Villages in rural central India.
Cohort study.
The population-based Central India Eye and Medical Study examined the prevalence of surgical pseudophakia/aphakia, the postoperative visual acuity, and the reasons for decreased postoperative vision in subjects aged 30+ in rural central India. Visual impairment was defined as (1) presenting visual acuity worse than 6/18 or (2) corrected distance visual acuity (CDVA) worse than 6/18.
Of the 9392 eyes (99.7 % ) of 4711 subjects with available data on the lens status, 318 eyes (3.4 % ) (234 patients, 129 women) had had cataract surgery (5.0 % ¡À 0.3 % ). Cataract surgery was significantly associated with age (P<.001), female sex (P=.008), shorter axial length (P<.001), and diabetes mellitus (P<.001). The prevalence of postoperative presenting visual impairment was 63 % (201/318 eyes) and of postoperative CDVA impairment, 36 % (117/318 eyes). The major cause of the former was incorrect intraocular lens (IOL) power (42 % ); the major causes of the latter were posterior capsule opacification (24 % ), surgical complications (21 % ), age-related macular degeneration (10.3 % ), other macular disorders (4.3 % ), corneal opacities (3.4 % ), and glaucoma (2.0 % ). Surgical complications were significantly more common in the aphakic group than in the pseudophakic group (46.4 % versus 2.0 % ; P<.001).
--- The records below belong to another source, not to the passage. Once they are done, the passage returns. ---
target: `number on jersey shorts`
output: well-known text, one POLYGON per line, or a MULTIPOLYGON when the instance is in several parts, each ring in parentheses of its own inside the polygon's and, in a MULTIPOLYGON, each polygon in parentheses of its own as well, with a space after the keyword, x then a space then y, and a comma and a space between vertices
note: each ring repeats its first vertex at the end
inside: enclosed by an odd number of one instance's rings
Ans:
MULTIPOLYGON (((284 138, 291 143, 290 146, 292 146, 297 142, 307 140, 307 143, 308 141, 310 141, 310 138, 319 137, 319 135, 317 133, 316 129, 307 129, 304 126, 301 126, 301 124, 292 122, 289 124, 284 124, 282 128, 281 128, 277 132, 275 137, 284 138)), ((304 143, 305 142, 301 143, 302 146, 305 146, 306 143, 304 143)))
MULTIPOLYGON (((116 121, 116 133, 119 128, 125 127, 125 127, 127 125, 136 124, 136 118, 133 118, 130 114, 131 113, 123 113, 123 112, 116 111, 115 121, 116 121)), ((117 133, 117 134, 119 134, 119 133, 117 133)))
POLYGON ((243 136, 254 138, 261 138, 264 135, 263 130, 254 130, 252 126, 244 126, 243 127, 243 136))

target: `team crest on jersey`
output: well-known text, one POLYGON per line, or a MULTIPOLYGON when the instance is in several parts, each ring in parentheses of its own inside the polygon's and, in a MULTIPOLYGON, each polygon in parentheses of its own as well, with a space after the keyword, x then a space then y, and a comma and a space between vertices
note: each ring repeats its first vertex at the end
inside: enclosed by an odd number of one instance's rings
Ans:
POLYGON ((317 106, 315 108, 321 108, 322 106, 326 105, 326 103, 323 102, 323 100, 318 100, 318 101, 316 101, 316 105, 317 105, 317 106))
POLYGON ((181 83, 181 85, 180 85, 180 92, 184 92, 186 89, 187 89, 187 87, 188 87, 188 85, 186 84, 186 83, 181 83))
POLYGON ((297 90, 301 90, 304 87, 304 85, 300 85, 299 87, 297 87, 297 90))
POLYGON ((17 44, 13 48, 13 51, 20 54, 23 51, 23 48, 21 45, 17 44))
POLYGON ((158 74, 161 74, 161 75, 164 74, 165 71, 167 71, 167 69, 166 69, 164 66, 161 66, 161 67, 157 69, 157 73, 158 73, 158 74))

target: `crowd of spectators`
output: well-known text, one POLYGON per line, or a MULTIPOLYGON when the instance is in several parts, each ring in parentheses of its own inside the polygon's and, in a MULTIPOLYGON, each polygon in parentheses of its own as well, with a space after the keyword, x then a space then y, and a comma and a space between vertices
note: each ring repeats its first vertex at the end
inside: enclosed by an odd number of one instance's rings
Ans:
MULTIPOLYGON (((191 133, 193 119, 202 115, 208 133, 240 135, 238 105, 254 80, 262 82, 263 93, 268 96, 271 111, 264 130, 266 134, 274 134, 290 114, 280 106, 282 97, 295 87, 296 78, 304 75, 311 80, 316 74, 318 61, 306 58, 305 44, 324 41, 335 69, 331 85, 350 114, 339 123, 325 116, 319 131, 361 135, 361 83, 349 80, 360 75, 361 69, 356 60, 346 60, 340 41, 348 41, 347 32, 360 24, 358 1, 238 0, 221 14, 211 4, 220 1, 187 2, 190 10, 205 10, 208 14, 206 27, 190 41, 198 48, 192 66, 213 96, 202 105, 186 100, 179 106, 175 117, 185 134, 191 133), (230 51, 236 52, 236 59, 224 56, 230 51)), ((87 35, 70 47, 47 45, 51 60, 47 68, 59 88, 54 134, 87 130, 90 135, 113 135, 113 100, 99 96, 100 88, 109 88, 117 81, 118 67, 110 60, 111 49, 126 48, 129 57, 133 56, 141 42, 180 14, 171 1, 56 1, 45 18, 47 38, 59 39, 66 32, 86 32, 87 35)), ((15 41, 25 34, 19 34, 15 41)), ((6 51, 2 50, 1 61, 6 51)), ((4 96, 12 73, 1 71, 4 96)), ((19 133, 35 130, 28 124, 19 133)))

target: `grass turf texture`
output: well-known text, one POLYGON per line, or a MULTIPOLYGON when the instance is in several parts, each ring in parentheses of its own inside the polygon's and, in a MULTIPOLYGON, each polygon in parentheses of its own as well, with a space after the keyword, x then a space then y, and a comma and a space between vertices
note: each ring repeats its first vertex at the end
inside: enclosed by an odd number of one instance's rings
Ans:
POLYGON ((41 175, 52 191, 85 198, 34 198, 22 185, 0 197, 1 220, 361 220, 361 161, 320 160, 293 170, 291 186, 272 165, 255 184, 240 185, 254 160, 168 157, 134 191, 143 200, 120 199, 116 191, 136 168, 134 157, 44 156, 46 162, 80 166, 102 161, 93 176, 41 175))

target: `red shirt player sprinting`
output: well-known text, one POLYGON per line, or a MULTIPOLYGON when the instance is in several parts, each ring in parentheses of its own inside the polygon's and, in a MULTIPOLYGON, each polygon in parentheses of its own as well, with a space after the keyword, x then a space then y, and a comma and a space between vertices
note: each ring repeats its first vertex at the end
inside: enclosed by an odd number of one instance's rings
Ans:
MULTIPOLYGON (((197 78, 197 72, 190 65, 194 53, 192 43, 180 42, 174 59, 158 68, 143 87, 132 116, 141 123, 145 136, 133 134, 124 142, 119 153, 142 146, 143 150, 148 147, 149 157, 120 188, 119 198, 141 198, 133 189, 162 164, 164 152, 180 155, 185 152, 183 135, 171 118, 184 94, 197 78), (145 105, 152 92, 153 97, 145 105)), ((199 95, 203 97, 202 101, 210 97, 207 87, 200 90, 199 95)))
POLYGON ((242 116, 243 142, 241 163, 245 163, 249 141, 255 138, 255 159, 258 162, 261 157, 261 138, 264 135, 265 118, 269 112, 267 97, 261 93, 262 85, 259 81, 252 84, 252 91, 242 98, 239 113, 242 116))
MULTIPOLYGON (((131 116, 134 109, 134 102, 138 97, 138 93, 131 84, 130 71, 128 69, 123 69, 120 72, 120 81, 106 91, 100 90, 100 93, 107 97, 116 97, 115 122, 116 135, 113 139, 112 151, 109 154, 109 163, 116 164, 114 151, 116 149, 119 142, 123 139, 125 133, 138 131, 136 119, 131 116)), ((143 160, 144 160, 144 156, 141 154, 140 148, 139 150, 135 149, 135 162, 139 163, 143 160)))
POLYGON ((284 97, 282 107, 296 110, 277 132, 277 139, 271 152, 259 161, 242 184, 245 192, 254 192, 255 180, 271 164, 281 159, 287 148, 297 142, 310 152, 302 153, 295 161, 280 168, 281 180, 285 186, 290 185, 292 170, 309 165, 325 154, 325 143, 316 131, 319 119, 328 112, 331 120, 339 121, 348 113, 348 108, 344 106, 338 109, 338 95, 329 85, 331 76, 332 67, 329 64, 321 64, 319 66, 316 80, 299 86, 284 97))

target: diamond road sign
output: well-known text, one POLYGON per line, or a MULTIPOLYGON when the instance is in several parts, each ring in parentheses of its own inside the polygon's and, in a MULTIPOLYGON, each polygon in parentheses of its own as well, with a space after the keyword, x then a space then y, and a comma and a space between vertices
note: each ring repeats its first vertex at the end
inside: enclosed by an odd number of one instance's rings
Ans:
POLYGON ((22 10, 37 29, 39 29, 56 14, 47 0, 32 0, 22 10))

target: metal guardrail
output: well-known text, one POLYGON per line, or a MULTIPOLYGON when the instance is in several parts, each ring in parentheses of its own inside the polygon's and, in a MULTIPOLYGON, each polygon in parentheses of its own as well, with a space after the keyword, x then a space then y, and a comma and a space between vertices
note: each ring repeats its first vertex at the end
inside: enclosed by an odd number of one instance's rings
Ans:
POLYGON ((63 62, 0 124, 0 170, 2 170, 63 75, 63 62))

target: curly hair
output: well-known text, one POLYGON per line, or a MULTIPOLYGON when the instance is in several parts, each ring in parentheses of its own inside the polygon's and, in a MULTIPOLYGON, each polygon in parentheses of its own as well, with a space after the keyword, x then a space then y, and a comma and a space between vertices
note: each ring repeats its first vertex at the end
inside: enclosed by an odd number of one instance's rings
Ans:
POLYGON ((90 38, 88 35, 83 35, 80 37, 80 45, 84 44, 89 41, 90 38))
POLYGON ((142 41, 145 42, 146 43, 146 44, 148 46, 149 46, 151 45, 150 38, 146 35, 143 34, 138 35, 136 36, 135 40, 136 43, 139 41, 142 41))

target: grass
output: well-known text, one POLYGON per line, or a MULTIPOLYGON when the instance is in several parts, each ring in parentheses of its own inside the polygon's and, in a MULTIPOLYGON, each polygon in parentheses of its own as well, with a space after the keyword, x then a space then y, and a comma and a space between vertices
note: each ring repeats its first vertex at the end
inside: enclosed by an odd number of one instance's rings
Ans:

Approximately 5 % of the central India population aged 30 years or older had had cataract surgery. Postoperative visual impairment was present in 2 of 3 eyes. The major reasons were incorrect IOL power and surgical complications. Improved IOL power calculations and improved surgical techniques may markedly improve postoperative outcome.
No author has a financial or proprietary interest in any material or method mentioned.